“Never doubt the softness of this Love’s strength to pass through any obstacle…” -Kathryn Brady

8a660b37da8f23013bbaa08422973223Recently, I texted my brother, letting him know I had an injury. Being 2000 miles away, I believe it is important to keep in touch with my loved ones. This illness renders my physical existence precarious to say the least. One injury, one errant bug could easily take me out. I would rather they not be surprised.

When I told him about the injury, I added our predictable Jaffe humor, “you cannot keep a good woman down, especially a descendent of Beatrice.” My mother, Beatrice, was a complicated woman, born in the Bronx in 1924 to a family with immigrant parents and all male siblings. Her relationship with her mother was not very strong from what I have heard. My mother had been a tomboy. I remember seeing a photograph of her as a small child with a broken arm after she had fallen out of a window in the Bronx. I probably had more in common with this young girl than I ever realized and I am realizing it more and more as I am maturing and that it is not a detriment.

My relationship with my mother was extremely conflicted. Perhaps she was less comfortable with girls and women than boys and men. I remember overhearing her when I was young saying she cared for her daughter, but her sons, she adored. I remember not being devastated by hearing this, but feeling affirmed, because I already knew this. My mother was not subtle, you pretty much knew where you stood with her.

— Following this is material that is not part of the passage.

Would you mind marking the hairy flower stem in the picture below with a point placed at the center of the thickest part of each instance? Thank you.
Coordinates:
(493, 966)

In all fairness, the package I represented to her was challenging to say the least. I was an emotional, overly-sensitive, dependent child with more demands than my mother could meet at thirty years old with three children and a marriage that overwhelmed her. My mother was the glue of the family, the liaison who brought all of the factions in her family together. My mother was loved in the family and the community.

The older I get, the closer I feel to my mother and I believe she feels the same way. The greatest gift I ever gave her was a daughter. When Casey was born by cesarean section, I was awake during surgery, but given a general anesthetic afterword. I’m sure I infected the anesthesiologist with my fears. That is the only way I can understand the circumstances. Being out of it, Casey was placed in an incubator for two days. When I found this out, I immediately sent for my mother. She was running errands when she got my message, packed her bag, left a note for my father and ran to the airport. This effort set the scene for a relationship with her granddaughter that brought deep redemption to her life. She was able to do for Casey, what she could never have done for me. I am tremendously grateful for this relationship, of which I was a mere bystander.

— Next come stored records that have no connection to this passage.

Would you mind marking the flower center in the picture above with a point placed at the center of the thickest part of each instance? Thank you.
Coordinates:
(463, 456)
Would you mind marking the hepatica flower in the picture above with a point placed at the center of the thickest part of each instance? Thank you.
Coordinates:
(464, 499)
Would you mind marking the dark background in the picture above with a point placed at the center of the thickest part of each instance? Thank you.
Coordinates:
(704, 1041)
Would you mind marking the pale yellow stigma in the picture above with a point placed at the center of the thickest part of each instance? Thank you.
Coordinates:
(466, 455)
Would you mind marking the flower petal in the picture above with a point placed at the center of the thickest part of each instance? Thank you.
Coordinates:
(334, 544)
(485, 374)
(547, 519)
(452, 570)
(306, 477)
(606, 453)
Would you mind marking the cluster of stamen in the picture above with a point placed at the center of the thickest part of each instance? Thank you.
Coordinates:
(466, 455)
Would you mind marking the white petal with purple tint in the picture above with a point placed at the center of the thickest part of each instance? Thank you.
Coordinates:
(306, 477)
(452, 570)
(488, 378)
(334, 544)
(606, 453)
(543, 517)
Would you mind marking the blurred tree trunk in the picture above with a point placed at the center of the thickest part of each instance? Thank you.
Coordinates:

At a certain point in my emotional and spiritual development, I realized that on a soul level I must have chosen my mother. The thought was particularly difficult to grapple with, but being a believer in the process, I reflected on. Over the next few years, it started to occur to me that one of my mother’s greatest strengths was that she was incredibly strong in a forceful and effective sense. Recognizing that power is a central issue in my development, it made perfect sense that I chose her to model this. She was not a nurturing mother and I also recognize the curriculum of opposites. When a soul is wanting to learn self-love, they often choose parents who are incapable of providing this quality externally, so the person needs to find it internally.

After years of resenting my mother for not being who I wanted her to be, I can finally love her for who she is/was. In that way, she can be much more of who she truly is, for which I am tremendously grateful.

I find that as I become more me, she is becoming more her; after sixty years I can finally in my heart let her become Beatrice.